Choosing an income-tax preparer from the seasonal proliferation
Boston — For the next few months, a lot of storefront offices will be very busy. Then, like a fly-by-night operation, they'll lock their doors and the people inside will disappear. These are not shady operations. They are income-tax preparation offices, and from now until April 15 thousands of them will be open long hours to help often worried and confused taxpayers prepare their returns.
More than 40 million people will get some kind of professional help on their returns this year. Some will use a small tax-preparation firm with only one or two offices. Many others will go to a major firm like H&R Block, while millions of others will visit accountants or accounting firms.
Making the right choice among these options, or deciding to do your own taxes, can make quite a difference. Your return can be properly filled out and include all legitimate deductions and credits, or it can leave you paying out too much or -- even worse, considering the penalties -- too little to the tax collector.
The easiest way to find out if you can do your own taxes is to give it a try. Read the instructions in the booklet the Internal Revenue Service sends with your form, perhaps get one of the many tax-preparation books now available at bookstores and newsstands, pick up some extra tax forms, and try it. If you haven't done your own taxes before, make this attempt soon, so you'll have time to get professional help if you need to.
If all you have to deal with on the return are wages and interest on the income side and mortgage interest, taxes, and contributions on the deduction side, your return may be simple enough for the do-it-yourself approach. Of course, a lot of this depends on the individual; some people just don't like dealing with numbers, income tax forms, or both. For them, $30 or $40 spent to have someone fill out the forms is well worth it.
Those who are fairly active investors, bought or sold a house last year, have their own business or other self-employment income, or own a farm are probably good candidates for a tax preparer or accountant.
Also, if the return you prepare this year leads to some long-range tax-planning decisions that affect next year's return, you may prefer an accountant who follows tax laws, regulations, and tax court rulings all year. This could be particularly true this year, when tax reform may get through Congress. The alternative minimum tax, for instance, may get tougher, which would require investors to be more careful about adding up too many deductions and investment tax credits.
``H&R Block does a fine job of preparing returns,'' acknowledges Howard Rabinowitz, tax partner with Arthur Young & Co., an accounting firm. ``But they're return preparers, not tax planners.''
While it's hard to define what makes a return and financial situation too ``complicated'' for a tax-return preparer, Mr.
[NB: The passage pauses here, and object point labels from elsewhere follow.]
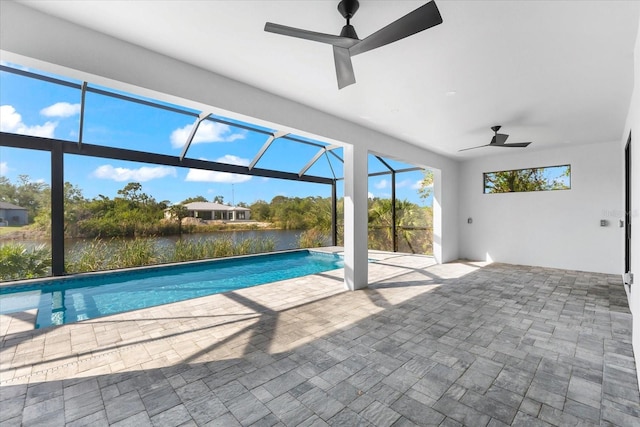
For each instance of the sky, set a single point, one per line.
(33, 107)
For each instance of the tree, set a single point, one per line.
(519, 180)
(194, 199)
(179, 212)
(426, 185)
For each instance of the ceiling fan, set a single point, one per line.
(347, 44)
(499, 140)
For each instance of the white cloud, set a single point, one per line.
(61, 109)
(418, 185)
(11, 122)
(207, 132)
(404, 183)
(383, 183)
(199, 175)
(142, 174)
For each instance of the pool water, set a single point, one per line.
(85, 297)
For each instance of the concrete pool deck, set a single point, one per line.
(463, 343)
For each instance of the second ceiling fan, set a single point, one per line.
(499, 140)
(347, 44)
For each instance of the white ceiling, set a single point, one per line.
(551, 72)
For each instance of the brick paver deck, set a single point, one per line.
(455, 344)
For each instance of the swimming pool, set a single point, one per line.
(88, 296)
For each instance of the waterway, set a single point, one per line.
(283, 239)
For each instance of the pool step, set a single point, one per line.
(19, 321)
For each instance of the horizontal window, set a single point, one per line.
(531, 179)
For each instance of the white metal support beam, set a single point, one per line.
(192, 134)
(265, 147)
(356, 267)
(315, 158)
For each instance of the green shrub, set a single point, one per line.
(18, 262)
(312, 239)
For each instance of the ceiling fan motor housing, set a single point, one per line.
(348, 8)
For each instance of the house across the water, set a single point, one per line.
(208, 211)
(11, 214)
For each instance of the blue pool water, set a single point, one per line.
(78, 298)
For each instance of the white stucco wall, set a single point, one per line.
(559, 229)
(633, 126)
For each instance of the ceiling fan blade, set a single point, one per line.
(424, 17)
(340, 41)
(473, 148)
(344, 68)
(499, 139)
(516, 145)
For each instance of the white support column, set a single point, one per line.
(356, 268)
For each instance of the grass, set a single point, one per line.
(11, 229)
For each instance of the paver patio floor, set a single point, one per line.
(462, 343)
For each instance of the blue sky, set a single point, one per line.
(39, 108)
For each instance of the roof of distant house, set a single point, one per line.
(210, 206)
(6, 205)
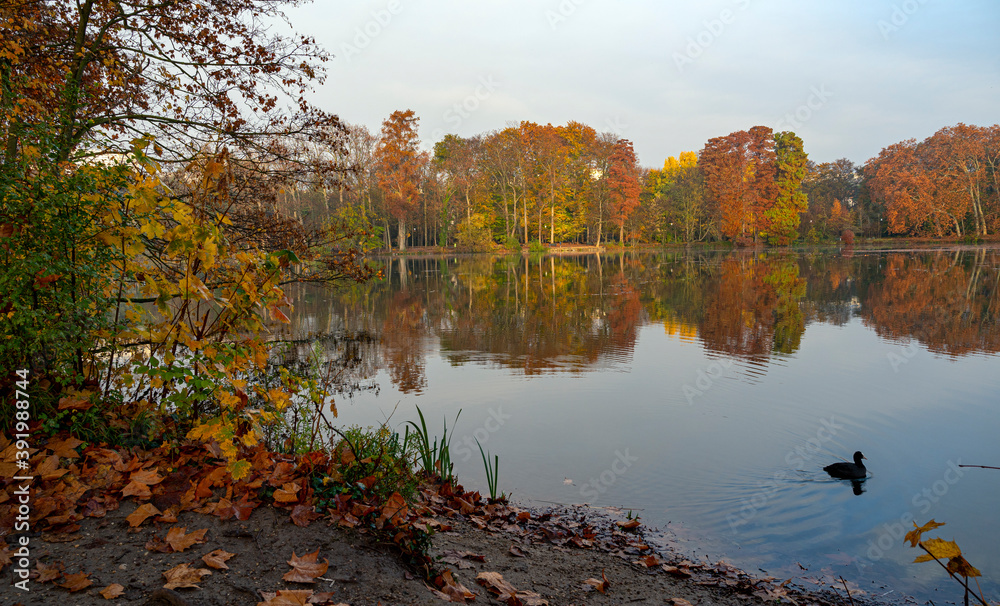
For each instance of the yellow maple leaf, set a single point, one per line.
(940, 549)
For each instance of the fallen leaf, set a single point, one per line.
(601, 585)
(683, 573)
(76, 582)
(141, 513)
(48, 573)
(494, 582)
(182, 575)
(112, 591)
(303, 515)
(74, 403)
(629, 524)
(288, 493)
(914, 535)
(179, 541)
(217, 559)
(938, 548)
(306, 568)
(65, 448)
(287, 597)
(460, 558)
(455, 590)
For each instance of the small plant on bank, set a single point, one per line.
(492, 472)
(435, 457)
(373, 461)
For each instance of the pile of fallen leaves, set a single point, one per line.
(72, 482)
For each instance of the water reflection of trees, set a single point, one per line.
(947, 301)
(573, 314)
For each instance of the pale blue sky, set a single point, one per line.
(850, 77)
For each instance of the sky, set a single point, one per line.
(850, 77)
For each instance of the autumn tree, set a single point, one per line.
(827, 185)
(901, 179)
(400, 166)
(623, 185)
(681, 191)
(191, 75)
(739, 180)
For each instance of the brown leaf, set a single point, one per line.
(184, 576)
(494, 582)
(601, 585)
(179, 541)
(112, 591)
(217, 559)
(65, 448)
(683, 573)
(48, 573)
(455, 590)
(141, 513)
(76, 582)
(303, 515)
(74, 403)
(629, 524)
(288, 597)
(288, 493)
(306, 568)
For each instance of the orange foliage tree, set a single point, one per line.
(400, 166)
(623, 185)
(739, 180)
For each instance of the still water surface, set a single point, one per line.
(706, 391)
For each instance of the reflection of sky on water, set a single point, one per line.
(729, 450)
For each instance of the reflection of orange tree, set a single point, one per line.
(752, 308)
(946, 300)
(402, 336)
(542, 314)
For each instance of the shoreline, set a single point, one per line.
(551, 553)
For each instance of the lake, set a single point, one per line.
(705, 392)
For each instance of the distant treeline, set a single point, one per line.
(571, 184)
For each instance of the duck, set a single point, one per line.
(849, 471)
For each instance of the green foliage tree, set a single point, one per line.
(782, 218)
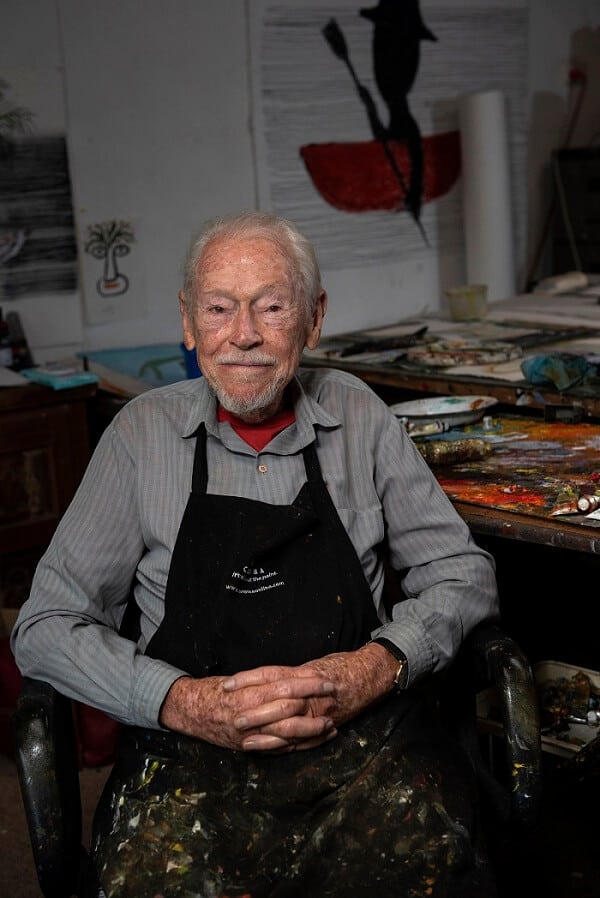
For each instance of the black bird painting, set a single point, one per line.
(398, 169)
(397, 35)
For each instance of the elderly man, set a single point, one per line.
(217, 585)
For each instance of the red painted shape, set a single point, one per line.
(357, 177)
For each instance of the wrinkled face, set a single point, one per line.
(248, 329)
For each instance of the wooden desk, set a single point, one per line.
(547, 566)
(542, 317)
(513, 493)
(408, 384)
(44, 449)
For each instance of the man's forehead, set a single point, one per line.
(249, 262)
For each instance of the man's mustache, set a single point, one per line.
(247, 358)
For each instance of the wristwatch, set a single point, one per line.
(401, 675)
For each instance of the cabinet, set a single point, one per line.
(44, 449)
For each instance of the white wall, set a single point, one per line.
(155, 99)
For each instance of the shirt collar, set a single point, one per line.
(309, 413)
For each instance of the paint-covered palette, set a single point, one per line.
(449, 353)
(454, 410)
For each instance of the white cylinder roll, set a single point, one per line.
(489, 242)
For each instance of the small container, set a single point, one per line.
(467, 302)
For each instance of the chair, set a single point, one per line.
(49, 778)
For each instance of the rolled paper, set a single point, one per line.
(487, 200)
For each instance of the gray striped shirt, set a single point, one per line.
(121, 526)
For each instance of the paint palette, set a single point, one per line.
(453, 410)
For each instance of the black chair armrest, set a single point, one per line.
(47, 765)
(500, 663)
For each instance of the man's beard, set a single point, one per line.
(260, 398)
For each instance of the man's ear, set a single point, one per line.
(314, 334)
(189, 340)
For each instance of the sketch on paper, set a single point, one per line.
(108, 241)
(112, 277)
(321, 154)
(38, 252)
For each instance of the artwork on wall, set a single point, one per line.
(372, 172)
(112, 276)
(38, 252)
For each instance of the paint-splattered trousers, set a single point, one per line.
(387, 808)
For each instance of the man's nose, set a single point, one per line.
(244, 331)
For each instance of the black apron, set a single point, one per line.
(252, 583)
(381, 809)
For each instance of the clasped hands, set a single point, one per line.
(279, 708)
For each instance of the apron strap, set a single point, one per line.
(200, 470)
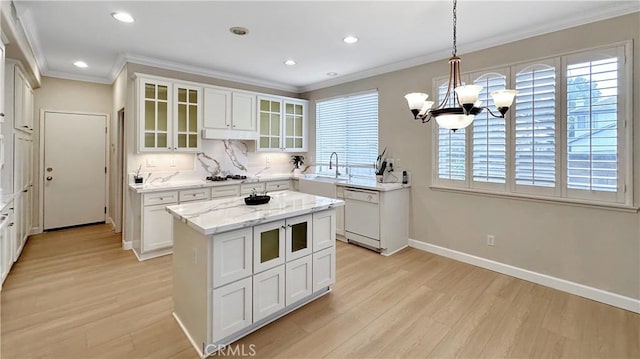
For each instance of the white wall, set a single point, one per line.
(595, 247)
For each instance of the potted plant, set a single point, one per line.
(136, 177)
(380, 166)
(296, 161)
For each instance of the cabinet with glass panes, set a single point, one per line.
(169, 115)
(282, 124)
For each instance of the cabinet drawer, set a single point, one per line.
(277, 186)
(225, 191)
(247, 188)
(160, 198)
(195, 194)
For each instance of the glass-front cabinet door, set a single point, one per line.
(295, 126)
(268, 245)
(269, 123)
(155, 107)
(298, 237)
(187, 102)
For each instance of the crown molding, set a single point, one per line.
(628, 7)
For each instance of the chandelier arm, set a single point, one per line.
(491, 112)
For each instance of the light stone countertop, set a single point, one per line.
(228, 214)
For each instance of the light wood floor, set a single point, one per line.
(76, 294)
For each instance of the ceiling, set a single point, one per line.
(194, 36)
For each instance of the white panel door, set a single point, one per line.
(232, 308)
(299, 278)
(268, 292)
(74, 169)
(324, 268)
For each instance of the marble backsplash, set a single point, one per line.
(218, 158)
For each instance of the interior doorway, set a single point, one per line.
(120, 172)
(74, 168)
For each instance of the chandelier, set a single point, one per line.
(465, 97)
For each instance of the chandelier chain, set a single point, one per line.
(455, 19)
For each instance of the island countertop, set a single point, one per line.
(227, 214)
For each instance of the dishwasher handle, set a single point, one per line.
(362, 195)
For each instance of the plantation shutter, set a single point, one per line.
(489, 134)
(535, 128)
(593, 124)
(349, 126)
(451, 146)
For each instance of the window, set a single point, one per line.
(348, 126)
(567, 135)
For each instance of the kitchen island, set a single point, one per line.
(237, 268)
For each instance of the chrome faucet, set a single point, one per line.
(334, 153)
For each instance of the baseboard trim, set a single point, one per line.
(578, 289)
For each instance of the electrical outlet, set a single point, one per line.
(491, 240)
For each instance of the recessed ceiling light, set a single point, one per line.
(239, 30)
(350, 39)
(123, 17)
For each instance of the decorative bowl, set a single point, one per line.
(258, 199)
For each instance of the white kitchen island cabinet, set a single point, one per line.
(222, 292)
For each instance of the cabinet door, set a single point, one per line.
(18, 100)
(157, 228)
(299, 278)
(27, 107)
(268, 246)
(232, 256)
(244, 111)
(298, 236)
(324, 268)
(154, 115)
(269, 124)
(268, 292)
(324, 229)
(217, 109)
(186, 119)
(295, 126)
(232, 309)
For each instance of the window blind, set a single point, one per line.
(535, 126)
(348, 126)
(592, 125)
(489, 134)
(451, 147)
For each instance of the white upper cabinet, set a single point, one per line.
(229, 114)
(282, 124)
(169, 116)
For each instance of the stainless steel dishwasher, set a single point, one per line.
(362, 217)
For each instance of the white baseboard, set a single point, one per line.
(578, 289)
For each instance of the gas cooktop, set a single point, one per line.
(224, 178)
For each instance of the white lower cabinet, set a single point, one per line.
(299, 277)
(324, 268)
(268, 292)
(232, 256)
(232, 308)
(324, 230)
(156, 227)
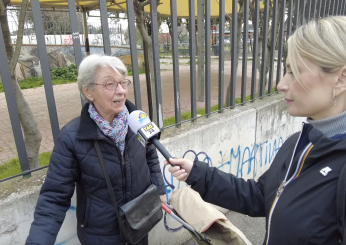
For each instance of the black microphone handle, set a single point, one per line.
(161, 148)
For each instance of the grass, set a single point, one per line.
(34, 82)
(12, 167)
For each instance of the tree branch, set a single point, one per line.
(20, 31)
(143, 4)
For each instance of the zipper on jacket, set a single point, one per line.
(124, 181)
(285, 182)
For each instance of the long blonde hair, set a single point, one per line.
(322, 41)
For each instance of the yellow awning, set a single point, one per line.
(120, 6)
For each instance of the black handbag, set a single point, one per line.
(137, 217)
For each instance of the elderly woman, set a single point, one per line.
(297, 194)
(75, 163)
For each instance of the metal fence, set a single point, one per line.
(285, 17)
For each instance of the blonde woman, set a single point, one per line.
(297, 194)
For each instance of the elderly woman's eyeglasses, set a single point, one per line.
(113, 85)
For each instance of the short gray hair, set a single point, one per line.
(89, 66)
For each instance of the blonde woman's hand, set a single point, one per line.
(182, 168)
(163, 199)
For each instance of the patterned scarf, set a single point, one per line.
(117, 131)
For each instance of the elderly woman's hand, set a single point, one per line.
(182, 169)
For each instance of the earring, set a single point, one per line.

Rabinowitz says, he would include people who own rental property, have their own business, inherited all or part of an estate, or have invested in a limited partnership, in addition to those who are fairly active in a variety of investments, including real estate and limited partnerships.
Even here, though, a tax preparer may be adequate. ``If all you're doing is buying and selling stock, and even though you have a lot of investments, H&R Block is fine.'' The various statements you receive in January from your brokers can be put together well enough to prepare a return without an accountant's help.
An employee at a tax-preparation firm, however, may overlook some deductions, says Francis M. Gaffney, national director of tax services at KMG Main Hurdman, another accounting firm. ``Sixty percent of families own their own homes,'' he points out. This gives most of them enough of a deduction that they can start itemizing. Keeping up on the latest deductions can be a full-time job, he contends.
One way to keep up on the latest deductions and tax-law changes is through continuing education. For the National Association of Tax Practitioners, that means being able to show evidence of at least 20 hours of course or seminar work every year, in addition to previous experience or training. The association also like to preparers to be ``enrolled agents,'' meaning they have passed an IRS exam, or be accredited in taxation, having passed a test given by the Accrediation Council for Accountancy.
If you do use a tax-preparation firm instead of an accountant, make sure someone will be available year-round, in case a question comes up about your return. Although most H&R Block offices close shortly after April 15, the firm does have staff in district offices to help if problems arise.
Be very wary of accountants or preparers who promise you'll get a refund. They can't do that, nor can they base their fee on a percentage of the refund.